Revisiting the papers I found a problem with the interpretation of the corresponding micrograph (Fig.1 in Kochmann et al. 2004) which does not exhibit at all a fine grained pearlitic microstructure as mentioned. Instead, my experience suggests that some areas have the characteristic features of lower bainite, and a few others the features of tempered martensite.
Lower bainite forms during the cooling process of austenite at temperatures below 400°C, above the temperature for martensite start. It results in the growth of sheaves of laths rather similar to martensite laths. What enables us to distinguish them from martensite laths is the precipitation inside the laths of tiny elongated precipitates which are oriented with an angle of about 50-60° from the habit plane defined as the interface plane between austenite and bainitic lath as measured on a macroscopic scale. This could explain the observation of rods. But why are they carbon coated?
Possible Explanations for Carbon Coating
The first answer could be an artifact resulting from the dissolution of the matrix, having etched the carbide surface and dissolved selectively iron atoms. Let us assume this has been avoided. The second proposition is the result of the sword having been stored at room temperature for several centuries and having undergone an aging process.
The bainitic constituents are out of equilibrium phases: oversaturated ferrite and metastable FexC coherent carbides (x is about 2.5). The lack of thermodynamic equilibrium induces the gradual approach of the structure to the equilibrium state involving pure ferrite and (carbon) graphite at a temperature that permit a sufficient diffusion rate for the atoms. Consequently the mechanism is governed by carbon diffusion, the only element concerned at room temperature. The transformation nucleates and develops at the interface between ferrite and carbides where a high concentration of vacancies and dislocations exists due to the interface misfit. The rate is very low at room temperature and diffusion operates at a very short range distance, a few atomic rows. The carbon atoms should arrange themselves optimizing the energy of the bonding network. Of course, this assumption of an aging process needs to be discussed and verified.

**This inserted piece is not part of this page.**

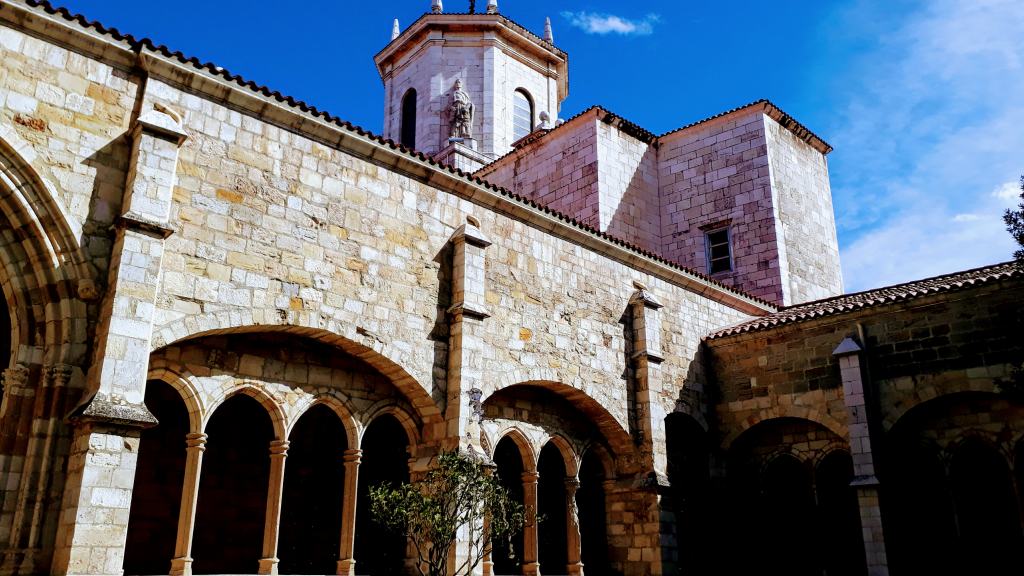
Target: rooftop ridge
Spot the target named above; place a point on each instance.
(136, 44)
(866, 298)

Lower bainite and tempered martensite develop very good mechanical properties of both good resistance and toughness. In the case of a blade, the famous cutting edge is the result of submicronic i.e. nano scale precipitates. Similar micrographs of fine carbide precipitation corresponding to tempered martensite in another wootz blade are presented in Durand-Charre et al (see in particular Fig.10). In modern steels the cooling rate is well controlled in order to obtain such suitable precipitation. Ancient smiths knew that cooling was the key to achieving good blades. They used many secret, legendary recipes for the cooling process, as for instance hot blades being thrust into the hollow trunk of a banana tree or given to a horse man galloping away.
Read more of this discussion of nanotechnology in Damascene steel swords.

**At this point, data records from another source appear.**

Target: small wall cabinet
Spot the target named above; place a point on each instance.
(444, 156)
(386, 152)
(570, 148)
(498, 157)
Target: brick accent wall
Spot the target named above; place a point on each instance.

- Damascus Steel, the original article
- Identifying Mechanical Structures in Damascus Sabers, comment by Peter Paufler
References
Durand-Charre M, Roussel-Dherbey F, and Coindeau S. 2010. Les aciers damassés décryptés. Revue de Métallurgie 107(04):131-143
Kochmann W, Reibold M, Goldberg R, Hauffe W, Levin AA, Meyer DC, Stephan T, Müller H, Belger A, and Paufler P. 2004. Nanowires in ancient Damascus steel. Journal of Alloys and Compounds 372(1-2):L15-L19.
Levin AA, Meyer DC, Reibold M, Kochmann W, Pätzke N, and Paufler P. 2005. Microstructure of a genuine Damascus sabre. Crystal Research and Technology 40(9):905-916.
Reibold M, Paufler P, Levin AA, Kochmann W, Pätzke N, and Meyer DC. 2006. Materials: carbon nanotubes in an ancient Damascus sabre. Nature 444(7117):286.